Eleven overweight-to-obese male patients with type 2 diabetes mellitus (age: 58.4 ± 0.9 years, BMI: 29.9 ± 0.01 kg/m2) followed a 12-week training program (combination endurance/strength training, three sessions/week). Before and after training, maximal whole body oxygen uptake (VO2max) and insulin sensitivity (by hyperinsulinemic, euglycemic clamp) was determined. Systolic function was determined under resting conditions by CINE-MRI and cardiac lipid content in the septum of the heart by Proton Magnetic Resonance Spectroscopy.
VO2max increased (from 27.1 ± 1.5 to 30.1 ± 1.6 ml/min/kg, p = 0.001) and insulin sensitivity improved upon training (insulin stimulated glucose disposal (delta Rd of glucose) improved from 5.8 ± 1.9 to 10.3 ± 2.0 μmol/kg/min, p = 0.02. Left-ventricular ejection fraction improved after training (from 50.5 ± 2.0 to 55.6 ± 1.5%, p = 0.01) as well as cardiac index and cardiac output.
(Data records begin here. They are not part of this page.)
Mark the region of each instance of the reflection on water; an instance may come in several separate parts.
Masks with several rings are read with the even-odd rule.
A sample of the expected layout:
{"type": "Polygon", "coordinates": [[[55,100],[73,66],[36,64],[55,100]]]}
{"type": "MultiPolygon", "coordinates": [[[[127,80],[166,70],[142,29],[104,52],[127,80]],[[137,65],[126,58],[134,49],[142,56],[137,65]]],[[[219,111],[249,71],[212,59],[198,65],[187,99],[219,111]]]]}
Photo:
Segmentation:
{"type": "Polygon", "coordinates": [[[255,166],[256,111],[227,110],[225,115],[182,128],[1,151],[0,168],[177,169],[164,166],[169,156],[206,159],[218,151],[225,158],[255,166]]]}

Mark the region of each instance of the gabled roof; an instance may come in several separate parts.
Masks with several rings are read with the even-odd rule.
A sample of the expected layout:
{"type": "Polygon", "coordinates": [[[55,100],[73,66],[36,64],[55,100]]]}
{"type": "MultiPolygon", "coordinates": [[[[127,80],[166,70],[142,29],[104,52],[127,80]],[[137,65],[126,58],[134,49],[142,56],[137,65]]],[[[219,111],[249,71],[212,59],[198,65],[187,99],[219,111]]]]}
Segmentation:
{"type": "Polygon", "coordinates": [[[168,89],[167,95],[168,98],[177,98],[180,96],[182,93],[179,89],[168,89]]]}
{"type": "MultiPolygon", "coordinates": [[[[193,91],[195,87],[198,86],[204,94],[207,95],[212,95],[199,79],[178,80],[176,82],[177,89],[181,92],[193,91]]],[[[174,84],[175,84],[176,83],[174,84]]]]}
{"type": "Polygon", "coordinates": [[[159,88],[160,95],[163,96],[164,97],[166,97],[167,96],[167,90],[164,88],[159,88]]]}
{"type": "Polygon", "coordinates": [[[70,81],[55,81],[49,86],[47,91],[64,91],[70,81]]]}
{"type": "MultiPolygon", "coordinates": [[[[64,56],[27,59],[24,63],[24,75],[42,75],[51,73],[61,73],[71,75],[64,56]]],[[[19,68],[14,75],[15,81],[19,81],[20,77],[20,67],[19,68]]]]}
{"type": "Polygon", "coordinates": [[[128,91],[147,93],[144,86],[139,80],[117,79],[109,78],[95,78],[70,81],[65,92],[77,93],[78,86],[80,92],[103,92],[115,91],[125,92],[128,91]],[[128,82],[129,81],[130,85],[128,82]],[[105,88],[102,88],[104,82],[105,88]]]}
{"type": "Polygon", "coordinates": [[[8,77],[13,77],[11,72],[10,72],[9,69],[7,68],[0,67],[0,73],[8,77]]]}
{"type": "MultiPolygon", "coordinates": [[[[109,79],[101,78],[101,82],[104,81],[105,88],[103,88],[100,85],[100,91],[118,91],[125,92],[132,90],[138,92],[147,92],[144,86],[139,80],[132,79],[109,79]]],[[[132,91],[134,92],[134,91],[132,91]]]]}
Unexpectedly, cardiac lipid content in the septum remained unchanged (from 0.80 ± 0.22% to 0.95 ± 0.21%, p = 0.15).
Twelve weeks of progressive endurance/strength training was effective in improving VO2max, insulin sensitivity and cardiac function in patients with type 2 diabetes mellitus. However, cardiac lipid content remained unchanged. These data suggest that a decrease in cardiac lipid content in type 2 diabetic patients is not a prerequisite for improvements in cardiac function.